The former officer’s account, published Monday in The Guardian and on the paper’s Web site, was the latest chapter in a case that has generated a succession of scandals, most involving Scotland Yard officers assigned to investigate the case. The youth, Stephen Lawrence, 18, was fatally stabbed in London by a gang of white youths while he and a friend waited for a bus on their way home from evening classes in April 1993.

The Guardian reported that the former officer, Peter Francis, said commanders had ordered him to find information that could be used against members of the Lawrence family, including determining whether any in the family were already political activists, had been involved in public demonstrations or were engaged in drug dealing.

Mr. Francis said that in his undercover role, from 1993 to 1997, he and three other officers in the Special Demonstration Squad had infiltrated Youth Against Racism in Europe, a group that held protests in support of the campaign for justice led by Stephen Lawrence’s parents, Doreen and Neville Lawrence.

Mr. Francis said senior officers at Scotland Yard, formally the Metropolitan Police Service, had wanted to discredit the Lawrences’ campaign because they believed that the wave of public protests could set off rioting like the unrest in Los Angeles in 1992 after officers were acquitted in the beating of Rodney King.

The allegations lent new momentum to a case that has entangled successive British governments and has come to epitomize a wider pattern of disarray, malfeasance and corruption that has dogged Scotland Yard for years.

Mr. Cameron promised that government investigators would “get rapidly to the bottom of what’s happened” and would “get the full truth out.”

Theresa May, who as the home secretary oversees policing throughout Britain, said two existing inquiries into police wrongdoing, one of them looking into the handling of the Lawrence case and the other investigating a succession of scandals in undercover policing, would examine Mr. Francis’s account.
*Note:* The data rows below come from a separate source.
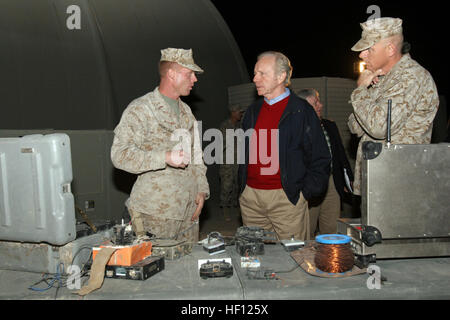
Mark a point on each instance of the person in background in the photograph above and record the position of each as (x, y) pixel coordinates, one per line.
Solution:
(228, 172)
(325, 210)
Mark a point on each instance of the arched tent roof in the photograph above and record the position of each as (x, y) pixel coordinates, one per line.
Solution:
(79, 79)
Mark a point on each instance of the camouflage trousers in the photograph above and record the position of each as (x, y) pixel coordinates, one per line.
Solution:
(165, 228)
(229, 189)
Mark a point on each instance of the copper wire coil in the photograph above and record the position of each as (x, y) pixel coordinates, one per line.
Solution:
(334, 258)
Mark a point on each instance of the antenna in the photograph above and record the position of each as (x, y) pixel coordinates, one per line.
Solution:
(389, 123)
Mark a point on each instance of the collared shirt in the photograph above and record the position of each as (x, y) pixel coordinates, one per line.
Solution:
(286, 93)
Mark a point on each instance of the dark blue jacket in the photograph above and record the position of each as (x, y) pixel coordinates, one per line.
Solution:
(303, 151)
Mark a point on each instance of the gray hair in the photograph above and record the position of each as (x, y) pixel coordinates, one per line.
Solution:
(308, 92)
(282, 64)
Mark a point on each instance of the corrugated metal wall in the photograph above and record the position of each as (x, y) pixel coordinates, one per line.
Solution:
(79, 81)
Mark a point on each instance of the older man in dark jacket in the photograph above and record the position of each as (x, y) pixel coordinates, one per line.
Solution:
(287, 160)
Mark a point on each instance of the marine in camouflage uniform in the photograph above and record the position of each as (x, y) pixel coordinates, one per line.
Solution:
(164, 197)
(229, 188)
(398, 77)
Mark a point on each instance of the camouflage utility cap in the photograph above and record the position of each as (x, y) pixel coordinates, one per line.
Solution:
(375, 30)
(182, 57)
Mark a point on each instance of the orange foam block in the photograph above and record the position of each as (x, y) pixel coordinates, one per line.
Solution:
(127, 255)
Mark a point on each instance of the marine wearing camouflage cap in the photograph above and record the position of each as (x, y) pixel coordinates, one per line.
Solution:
(181, 56)
(375, 30)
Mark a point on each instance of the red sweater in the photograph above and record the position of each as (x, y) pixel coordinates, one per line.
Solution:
(264, 169)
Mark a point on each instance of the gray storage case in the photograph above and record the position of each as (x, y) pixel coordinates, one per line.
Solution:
(36, 202)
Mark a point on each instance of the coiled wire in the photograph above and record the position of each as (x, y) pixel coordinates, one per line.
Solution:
(334, 258)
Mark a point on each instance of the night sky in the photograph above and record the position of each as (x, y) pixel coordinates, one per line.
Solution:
(317, 35)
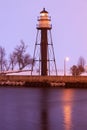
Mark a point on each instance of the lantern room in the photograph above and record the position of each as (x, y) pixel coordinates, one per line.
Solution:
(44, 20)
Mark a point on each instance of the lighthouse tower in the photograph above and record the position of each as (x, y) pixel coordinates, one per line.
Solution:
(44, 60)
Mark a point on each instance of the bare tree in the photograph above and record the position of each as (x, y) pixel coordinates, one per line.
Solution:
(81, 61)
(3, 61)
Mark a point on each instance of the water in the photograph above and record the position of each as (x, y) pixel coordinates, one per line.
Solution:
(43, 109)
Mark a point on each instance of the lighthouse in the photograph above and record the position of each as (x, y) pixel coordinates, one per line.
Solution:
(44, 58)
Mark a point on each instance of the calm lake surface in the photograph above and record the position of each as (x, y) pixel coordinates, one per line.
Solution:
(43, 109)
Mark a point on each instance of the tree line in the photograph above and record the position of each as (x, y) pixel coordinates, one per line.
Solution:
(79, 68)
(18, 59)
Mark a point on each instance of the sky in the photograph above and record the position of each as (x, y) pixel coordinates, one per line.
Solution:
(18, 19)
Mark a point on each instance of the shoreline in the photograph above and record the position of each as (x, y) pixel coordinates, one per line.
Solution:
(36, 84)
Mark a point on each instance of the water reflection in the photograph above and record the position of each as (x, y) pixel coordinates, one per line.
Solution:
(67, 108)
(44, 109)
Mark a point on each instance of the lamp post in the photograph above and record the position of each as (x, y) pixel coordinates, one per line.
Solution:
(65, 60)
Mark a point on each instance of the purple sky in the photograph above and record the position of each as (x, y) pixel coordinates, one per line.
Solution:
(18, 19)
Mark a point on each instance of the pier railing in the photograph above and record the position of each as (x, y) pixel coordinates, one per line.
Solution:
(43, 78)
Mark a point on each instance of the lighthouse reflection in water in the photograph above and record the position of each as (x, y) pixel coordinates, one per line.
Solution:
(43, 109)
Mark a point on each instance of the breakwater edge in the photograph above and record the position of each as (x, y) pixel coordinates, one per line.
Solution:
(43, 81)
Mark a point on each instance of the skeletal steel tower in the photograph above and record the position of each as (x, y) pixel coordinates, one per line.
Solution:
(44, 58)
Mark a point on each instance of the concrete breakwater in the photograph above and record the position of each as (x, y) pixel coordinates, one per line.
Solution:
(44, 81)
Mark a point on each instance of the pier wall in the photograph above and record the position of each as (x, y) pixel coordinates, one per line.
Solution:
(65, 79)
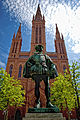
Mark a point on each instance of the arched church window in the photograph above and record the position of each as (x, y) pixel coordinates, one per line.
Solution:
(20, 69)
(10, 70)
(64, 68)
(36, 34)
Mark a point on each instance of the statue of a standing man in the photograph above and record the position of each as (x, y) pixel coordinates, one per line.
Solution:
(40, 67)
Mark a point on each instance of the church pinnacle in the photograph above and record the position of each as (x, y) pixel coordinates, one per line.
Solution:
(18, 36)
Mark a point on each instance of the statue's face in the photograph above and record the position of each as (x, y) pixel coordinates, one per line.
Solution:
(39, 48)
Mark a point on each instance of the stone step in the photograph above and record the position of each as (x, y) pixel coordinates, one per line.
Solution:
(43, 116)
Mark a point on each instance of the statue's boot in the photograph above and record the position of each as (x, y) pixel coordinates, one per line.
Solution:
(37, 103)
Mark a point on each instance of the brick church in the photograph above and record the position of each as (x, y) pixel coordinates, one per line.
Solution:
(17, 58)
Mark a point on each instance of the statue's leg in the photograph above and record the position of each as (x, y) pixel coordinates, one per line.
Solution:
(47, 88)
(47, 92)
(37, 92)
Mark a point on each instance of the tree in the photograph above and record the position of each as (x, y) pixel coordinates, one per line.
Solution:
(11, 92)
(62, 93)
(75, 76)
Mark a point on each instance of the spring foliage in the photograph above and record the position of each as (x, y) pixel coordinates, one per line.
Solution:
(62, 92)
(11, 91)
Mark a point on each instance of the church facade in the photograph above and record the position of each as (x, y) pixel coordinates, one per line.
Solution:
(18, 58)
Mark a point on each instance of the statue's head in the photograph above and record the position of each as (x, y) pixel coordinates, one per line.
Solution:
(39, 48)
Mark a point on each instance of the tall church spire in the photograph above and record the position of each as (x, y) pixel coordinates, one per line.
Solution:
(57, 33)
(38, 13)
(18, 36)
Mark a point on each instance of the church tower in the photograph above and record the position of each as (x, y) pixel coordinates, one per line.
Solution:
(38, 31)
(16, 44)
(18, 58)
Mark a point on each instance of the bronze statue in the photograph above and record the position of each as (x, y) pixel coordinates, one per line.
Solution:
(40, 67)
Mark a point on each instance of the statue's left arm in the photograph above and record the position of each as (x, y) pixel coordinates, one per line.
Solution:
(52, 67)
After years of official inquiries into police mishandling of the case, including a finding in 1999 by a high court judge that insensitivity and lack of investigative rigor betrayed a culture of “institutional racism” among Scotland Yard’s 30,000 officers, two white men were convicted of Mr. Lawrence’s murder last year, 19 years after the killing.

But three other men identified by the police as having been part of the gang that killed Mr. Lawrence remain free, with prosecutors saying insufficient evidence made conviction at trial unlikely.
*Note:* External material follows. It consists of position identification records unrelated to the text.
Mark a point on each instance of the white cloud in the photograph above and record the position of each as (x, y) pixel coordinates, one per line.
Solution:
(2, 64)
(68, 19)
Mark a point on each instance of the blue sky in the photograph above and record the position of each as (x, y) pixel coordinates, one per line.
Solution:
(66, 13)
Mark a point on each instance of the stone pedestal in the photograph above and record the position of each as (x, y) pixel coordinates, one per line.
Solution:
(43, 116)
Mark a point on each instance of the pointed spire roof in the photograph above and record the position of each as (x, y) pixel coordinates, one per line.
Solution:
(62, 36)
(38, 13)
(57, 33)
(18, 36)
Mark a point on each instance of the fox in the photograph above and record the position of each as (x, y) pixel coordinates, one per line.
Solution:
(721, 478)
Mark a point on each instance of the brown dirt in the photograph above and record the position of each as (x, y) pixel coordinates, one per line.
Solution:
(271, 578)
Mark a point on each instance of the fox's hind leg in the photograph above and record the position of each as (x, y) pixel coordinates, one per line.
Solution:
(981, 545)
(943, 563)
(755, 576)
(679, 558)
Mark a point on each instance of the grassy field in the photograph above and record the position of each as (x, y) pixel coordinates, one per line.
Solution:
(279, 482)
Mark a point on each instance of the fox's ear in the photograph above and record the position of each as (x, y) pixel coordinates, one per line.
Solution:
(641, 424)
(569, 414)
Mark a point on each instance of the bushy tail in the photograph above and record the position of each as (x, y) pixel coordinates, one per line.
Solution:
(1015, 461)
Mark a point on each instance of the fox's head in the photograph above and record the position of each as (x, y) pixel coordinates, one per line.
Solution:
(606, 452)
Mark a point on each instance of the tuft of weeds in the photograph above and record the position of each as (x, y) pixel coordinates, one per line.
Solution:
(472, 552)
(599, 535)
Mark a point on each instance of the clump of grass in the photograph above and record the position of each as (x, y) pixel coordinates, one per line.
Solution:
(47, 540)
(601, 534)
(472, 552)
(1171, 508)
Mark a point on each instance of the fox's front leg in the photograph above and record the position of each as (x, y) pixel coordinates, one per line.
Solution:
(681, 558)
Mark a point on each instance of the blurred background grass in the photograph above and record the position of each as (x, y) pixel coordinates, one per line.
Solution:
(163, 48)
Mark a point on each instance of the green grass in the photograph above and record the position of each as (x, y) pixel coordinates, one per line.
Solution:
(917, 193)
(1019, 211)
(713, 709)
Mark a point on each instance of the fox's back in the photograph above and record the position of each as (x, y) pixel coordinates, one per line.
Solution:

Past Scotland Yard commissioners who spoke about Mr. Francis’s account, while saying they had no knowledge of any attempt to discredit the Lawrences, offered no rebuttal to the claims. “If these allegations are true, it’s a disgrace, and the Metropolitan Police Service will apologize,” the current commissioner, Sir Bernard Hogan-Howe, said in a statement. He added, “Smearing the family of a murder victim will never be acceptable to me or my officers.”
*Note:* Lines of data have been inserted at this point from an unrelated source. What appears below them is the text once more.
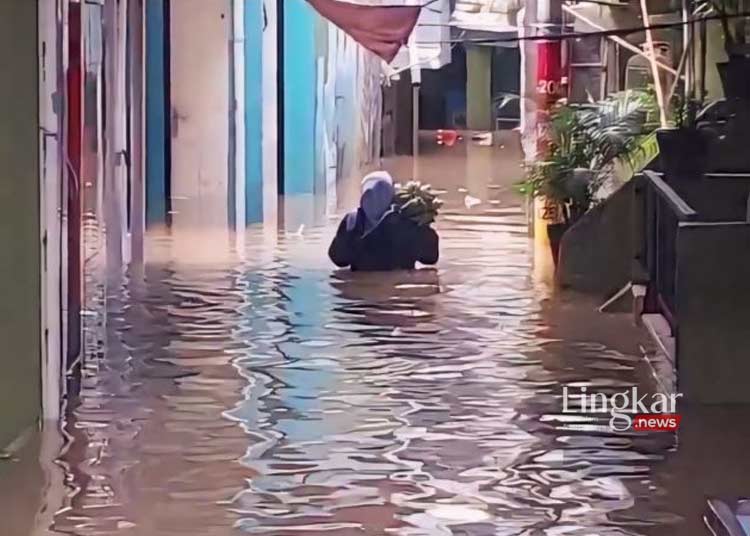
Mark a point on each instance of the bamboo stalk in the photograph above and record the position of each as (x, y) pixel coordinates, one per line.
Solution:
(654, 66)
(682, 65)
(619, 40)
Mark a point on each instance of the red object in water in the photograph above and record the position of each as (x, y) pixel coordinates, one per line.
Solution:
(447, 137)
(380, 29)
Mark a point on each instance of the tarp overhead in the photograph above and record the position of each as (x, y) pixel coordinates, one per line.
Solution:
(382, 29)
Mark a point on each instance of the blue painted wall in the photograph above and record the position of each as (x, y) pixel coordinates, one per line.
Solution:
(156, 115)
(299, 97)
(254, 111)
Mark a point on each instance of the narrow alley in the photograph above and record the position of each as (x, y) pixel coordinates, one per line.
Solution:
(184, 356)
(252, 388)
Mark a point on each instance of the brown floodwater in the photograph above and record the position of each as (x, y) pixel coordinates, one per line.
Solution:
(245, 386)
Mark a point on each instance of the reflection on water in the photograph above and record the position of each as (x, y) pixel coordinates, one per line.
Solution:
(263, 392)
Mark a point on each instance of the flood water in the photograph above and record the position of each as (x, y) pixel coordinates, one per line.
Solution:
(259, 390)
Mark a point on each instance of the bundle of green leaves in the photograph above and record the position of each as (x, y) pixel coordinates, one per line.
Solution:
(418, 202)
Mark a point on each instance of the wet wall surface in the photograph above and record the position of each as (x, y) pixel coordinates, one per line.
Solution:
(258, 390)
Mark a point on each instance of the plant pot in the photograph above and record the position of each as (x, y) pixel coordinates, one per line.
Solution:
(735, 77)
(555, 232)
(683, 152)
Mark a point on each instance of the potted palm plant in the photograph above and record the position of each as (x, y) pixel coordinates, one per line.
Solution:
(585, 141)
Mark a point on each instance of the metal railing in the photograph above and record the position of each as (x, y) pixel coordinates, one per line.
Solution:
(663, 210)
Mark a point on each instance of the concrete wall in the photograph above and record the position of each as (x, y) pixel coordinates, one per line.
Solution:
(716, 199)
(299, 97)
(713, 308)
(596, 254)
(156, 115)
(20, 262)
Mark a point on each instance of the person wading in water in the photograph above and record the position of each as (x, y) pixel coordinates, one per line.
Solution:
(377, 237)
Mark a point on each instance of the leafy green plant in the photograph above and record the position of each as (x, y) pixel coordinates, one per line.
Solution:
(418, 201)
(590, 137)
Mr. Lawrence’s parents expressed shock and anger over the allegations. “Out of all the things I’ve found out over the years, this certainly has topped it,” Mrs. Lawrence told reporters here.

Neville Lawrence, speaking from Jamaica, where he now lives and where his son is buried, added his voice to those of prominent opposition politicians and rights campaigners in demanding that the government establish a new judicial inquiry.

“I have no confidence that the measures announced today will get to the bottom of this matter,” he said.